One thing that has to be determined from the start is what age the person is that will be the subject of behavior change. Usually this is directed at children and those in their early teens. Counselors often like to begin by defining what “normal” behavior might be, so that they have something to compare to.
Normal behavior usually depends on how old the child is, but there are also unique personality traits to consider, along with the physical health of the individual and the atmosphere in which the child grows. Behavior can also be a problem if the family’s expectations are high (especially if the family expects the child to act like a young adult rather than like a child).

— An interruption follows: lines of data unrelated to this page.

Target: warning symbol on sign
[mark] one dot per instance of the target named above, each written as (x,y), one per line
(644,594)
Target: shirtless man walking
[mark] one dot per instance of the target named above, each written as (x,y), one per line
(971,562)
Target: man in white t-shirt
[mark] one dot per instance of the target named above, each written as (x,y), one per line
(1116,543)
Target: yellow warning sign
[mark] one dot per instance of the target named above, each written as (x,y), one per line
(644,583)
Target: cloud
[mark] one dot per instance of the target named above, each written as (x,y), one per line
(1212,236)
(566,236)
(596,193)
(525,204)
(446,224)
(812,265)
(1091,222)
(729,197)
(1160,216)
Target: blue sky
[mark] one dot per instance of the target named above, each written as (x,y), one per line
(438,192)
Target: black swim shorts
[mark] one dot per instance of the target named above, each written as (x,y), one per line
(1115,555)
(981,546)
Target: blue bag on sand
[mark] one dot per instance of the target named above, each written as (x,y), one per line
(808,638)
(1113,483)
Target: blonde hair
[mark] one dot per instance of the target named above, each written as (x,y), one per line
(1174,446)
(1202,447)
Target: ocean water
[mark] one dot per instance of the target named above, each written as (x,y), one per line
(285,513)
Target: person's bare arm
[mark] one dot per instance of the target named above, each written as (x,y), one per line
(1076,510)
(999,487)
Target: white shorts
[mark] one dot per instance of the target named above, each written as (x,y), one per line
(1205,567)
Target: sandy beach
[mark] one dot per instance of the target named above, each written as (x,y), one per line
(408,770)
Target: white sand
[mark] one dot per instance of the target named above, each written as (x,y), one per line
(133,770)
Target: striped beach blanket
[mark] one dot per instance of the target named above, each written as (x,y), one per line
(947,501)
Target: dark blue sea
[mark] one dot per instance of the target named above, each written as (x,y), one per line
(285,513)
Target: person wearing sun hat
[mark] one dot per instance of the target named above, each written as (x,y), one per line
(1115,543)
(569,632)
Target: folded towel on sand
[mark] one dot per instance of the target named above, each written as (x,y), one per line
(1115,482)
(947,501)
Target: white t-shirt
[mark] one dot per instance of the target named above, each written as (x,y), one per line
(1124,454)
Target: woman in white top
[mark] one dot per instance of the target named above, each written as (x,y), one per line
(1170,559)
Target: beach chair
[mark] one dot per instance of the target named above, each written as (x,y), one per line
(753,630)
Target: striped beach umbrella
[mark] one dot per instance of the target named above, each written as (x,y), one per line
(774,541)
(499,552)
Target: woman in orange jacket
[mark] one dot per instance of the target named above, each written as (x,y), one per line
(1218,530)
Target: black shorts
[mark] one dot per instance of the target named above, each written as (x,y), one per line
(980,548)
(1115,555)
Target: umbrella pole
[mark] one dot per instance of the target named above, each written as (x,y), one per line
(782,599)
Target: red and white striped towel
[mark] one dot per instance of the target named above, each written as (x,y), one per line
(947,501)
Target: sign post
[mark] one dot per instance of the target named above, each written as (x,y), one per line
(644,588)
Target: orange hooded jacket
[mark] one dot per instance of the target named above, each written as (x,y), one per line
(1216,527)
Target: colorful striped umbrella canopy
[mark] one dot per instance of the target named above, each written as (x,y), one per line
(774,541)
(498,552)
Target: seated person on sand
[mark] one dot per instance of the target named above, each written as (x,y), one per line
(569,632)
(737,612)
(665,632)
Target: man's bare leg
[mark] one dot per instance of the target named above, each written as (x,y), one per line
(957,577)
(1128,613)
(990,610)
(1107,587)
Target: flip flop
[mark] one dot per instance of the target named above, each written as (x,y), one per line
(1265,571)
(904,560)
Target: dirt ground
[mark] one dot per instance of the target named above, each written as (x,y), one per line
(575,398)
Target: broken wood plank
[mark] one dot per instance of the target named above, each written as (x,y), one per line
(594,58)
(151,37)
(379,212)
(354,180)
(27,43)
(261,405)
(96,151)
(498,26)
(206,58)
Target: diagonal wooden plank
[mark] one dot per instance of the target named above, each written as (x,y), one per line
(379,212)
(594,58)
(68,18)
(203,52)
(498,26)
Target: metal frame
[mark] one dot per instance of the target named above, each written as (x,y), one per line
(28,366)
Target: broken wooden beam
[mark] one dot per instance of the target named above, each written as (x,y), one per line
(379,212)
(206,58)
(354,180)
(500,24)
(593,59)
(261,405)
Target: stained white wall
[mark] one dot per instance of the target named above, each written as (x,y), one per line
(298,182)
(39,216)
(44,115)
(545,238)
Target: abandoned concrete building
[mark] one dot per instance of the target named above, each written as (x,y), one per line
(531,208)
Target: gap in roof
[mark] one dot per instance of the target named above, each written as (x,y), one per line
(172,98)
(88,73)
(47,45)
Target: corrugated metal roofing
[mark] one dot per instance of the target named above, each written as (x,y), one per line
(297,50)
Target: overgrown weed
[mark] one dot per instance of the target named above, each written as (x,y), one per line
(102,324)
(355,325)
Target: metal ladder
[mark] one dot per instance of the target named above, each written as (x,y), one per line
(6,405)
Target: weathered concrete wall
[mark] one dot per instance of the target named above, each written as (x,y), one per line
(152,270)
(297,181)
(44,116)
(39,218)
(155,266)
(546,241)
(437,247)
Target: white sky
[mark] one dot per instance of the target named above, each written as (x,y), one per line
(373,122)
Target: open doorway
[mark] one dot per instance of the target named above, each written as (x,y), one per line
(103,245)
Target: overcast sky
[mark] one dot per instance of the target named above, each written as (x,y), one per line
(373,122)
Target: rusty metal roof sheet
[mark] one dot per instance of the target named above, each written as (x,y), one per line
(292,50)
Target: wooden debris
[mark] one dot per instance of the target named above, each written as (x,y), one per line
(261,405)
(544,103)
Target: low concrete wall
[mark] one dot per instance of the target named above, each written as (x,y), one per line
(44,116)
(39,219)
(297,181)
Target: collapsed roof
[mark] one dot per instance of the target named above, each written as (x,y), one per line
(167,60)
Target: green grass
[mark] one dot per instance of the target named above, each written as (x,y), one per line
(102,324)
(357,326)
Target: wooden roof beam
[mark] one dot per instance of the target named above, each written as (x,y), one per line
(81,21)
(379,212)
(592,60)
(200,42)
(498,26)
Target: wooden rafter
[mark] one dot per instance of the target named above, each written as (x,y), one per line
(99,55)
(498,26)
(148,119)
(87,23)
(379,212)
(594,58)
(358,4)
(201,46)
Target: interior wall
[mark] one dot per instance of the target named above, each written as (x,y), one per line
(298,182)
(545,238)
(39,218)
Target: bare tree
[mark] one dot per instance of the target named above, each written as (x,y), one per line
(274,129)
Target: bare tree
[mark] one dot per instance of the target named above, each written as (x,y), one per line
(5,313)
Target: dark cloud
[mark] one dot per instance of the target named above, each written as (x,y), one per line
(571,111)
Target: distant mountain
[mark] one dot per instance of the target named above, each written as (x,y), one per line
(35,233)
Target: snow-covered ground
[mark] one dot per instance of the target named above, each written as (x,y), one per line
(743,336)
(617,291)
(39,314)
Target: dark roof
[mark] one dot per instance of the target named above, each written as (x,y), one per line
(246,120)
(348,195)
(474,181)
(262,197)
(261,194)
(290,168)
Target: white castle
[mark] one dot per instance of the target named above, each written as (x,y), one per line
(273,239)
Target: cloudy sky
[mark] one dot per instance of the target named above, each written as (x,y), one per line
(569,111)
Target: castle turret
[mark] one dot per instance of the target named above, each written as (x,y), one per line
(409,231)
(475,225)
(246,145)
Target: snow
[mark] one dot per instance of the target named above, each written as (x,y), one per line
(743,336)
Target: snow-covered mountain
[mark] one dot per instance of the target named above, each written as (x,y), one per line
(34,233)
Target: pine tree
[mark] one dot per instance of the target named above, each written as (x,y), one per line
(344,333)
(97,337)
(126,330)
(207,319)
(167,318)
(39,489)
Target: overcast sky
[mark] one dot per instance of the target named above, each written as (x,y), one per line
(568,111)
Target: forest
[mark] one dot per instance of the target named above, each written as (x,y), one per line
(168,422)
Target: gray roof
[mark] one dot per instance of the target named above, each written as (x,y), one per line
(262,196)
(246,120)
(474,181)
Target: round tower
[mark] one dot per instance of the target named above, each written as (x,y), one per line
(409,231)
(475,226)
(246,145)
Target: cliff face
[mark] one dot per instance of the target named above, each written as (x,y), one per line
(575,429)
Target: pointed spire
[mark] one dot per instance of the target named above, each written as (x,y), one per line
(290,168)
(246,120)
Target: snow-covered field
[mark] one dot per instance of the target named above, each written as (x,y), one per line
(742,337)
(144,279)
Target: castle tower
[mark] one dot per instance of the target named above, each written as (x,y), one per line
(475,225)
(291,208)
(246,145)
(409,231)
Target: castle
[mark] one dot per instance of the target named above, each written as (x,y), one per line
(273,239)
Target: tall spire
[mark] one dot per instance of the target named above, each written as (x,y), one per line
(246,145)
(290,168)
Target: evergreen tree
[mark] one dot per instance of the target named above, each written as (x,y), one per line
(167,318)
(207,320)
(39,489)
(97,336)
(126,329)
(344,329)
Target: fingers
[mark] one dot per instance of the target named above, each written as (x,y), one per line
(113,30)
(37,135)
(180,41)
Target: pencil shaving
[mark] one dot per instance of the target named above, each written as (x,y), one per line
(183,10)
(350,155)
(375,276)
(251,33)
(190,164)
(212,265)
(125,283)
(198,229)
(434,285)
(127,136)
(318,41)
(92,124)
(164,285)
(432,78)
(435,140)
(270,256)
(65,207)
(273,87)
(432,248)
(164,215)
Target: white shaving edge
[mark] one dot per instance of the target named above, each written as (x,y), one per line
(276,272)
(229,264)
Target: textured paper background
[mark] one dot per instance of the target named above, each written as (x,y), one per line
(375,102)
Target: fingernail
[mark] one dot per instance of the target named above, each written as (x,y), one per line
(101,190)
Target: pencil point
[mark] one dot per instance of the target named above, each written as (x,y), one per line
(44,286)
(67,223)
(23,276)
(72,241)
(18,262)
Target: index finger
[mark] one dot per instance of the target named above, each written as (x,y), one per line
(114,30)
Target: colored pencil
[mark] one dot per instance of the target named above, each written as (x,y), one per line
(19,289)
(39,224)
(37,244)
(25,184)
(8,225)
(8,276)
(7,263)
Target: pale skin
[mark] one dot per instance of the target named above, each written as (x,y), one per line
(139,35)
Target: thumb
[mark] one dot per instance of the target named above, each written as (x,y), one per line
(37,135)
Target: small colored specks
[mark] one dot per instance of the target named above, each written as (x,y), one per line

One of the basics for behavior change is the reward and punishment system, a subject of controversy in some circles. But many experts do agree that both children and adults tend to keep behaving a certain way if there are rewards and benefits. These same individuals will tend to stop behaving a certain way if that behavior ignored (or receives negative feedback). It is important to understand, however, that trying to change bad behavior with negative feedback sometimes results in enhancing bad behavior.
There are several options when bad behavior is a problem: Try to stop the actions; try to get the child or individual to try a new behavior and reward it; just accept that the behavior is what a person of that age would do.
If the decision is made to try and stop bad behavior, the best method might be to just ignore the actions. It takes an extended period of time and takes patience. More immediate results have been seen with the popular time-out method, though this may only be a temporary solution.
Some parents have found that getting the child or teen to focus on a new behavior, perhaps by rewarding the new actions. But child psychologists note that this generally works with an older child or teen. It’s also best, according to the experts, to focus on specific behavior or situation, rather than trying to change the entire range of behavior or child’s personality.
This might be a situation as specific as getting ready for bed or stopping play to come in for a family meal. Some families keep a running total of times when they observe a child or teen engaging in what would normally be good behavior or productive behavior. Others simply introduce a period of time for relaxation or quiet reading or something similar. This may be especially effective with a very active child or one that finds it difficult to sit down long enough to satisfy those in the room with them. It’s important not to resort to physical punishment and to be as patient as possible.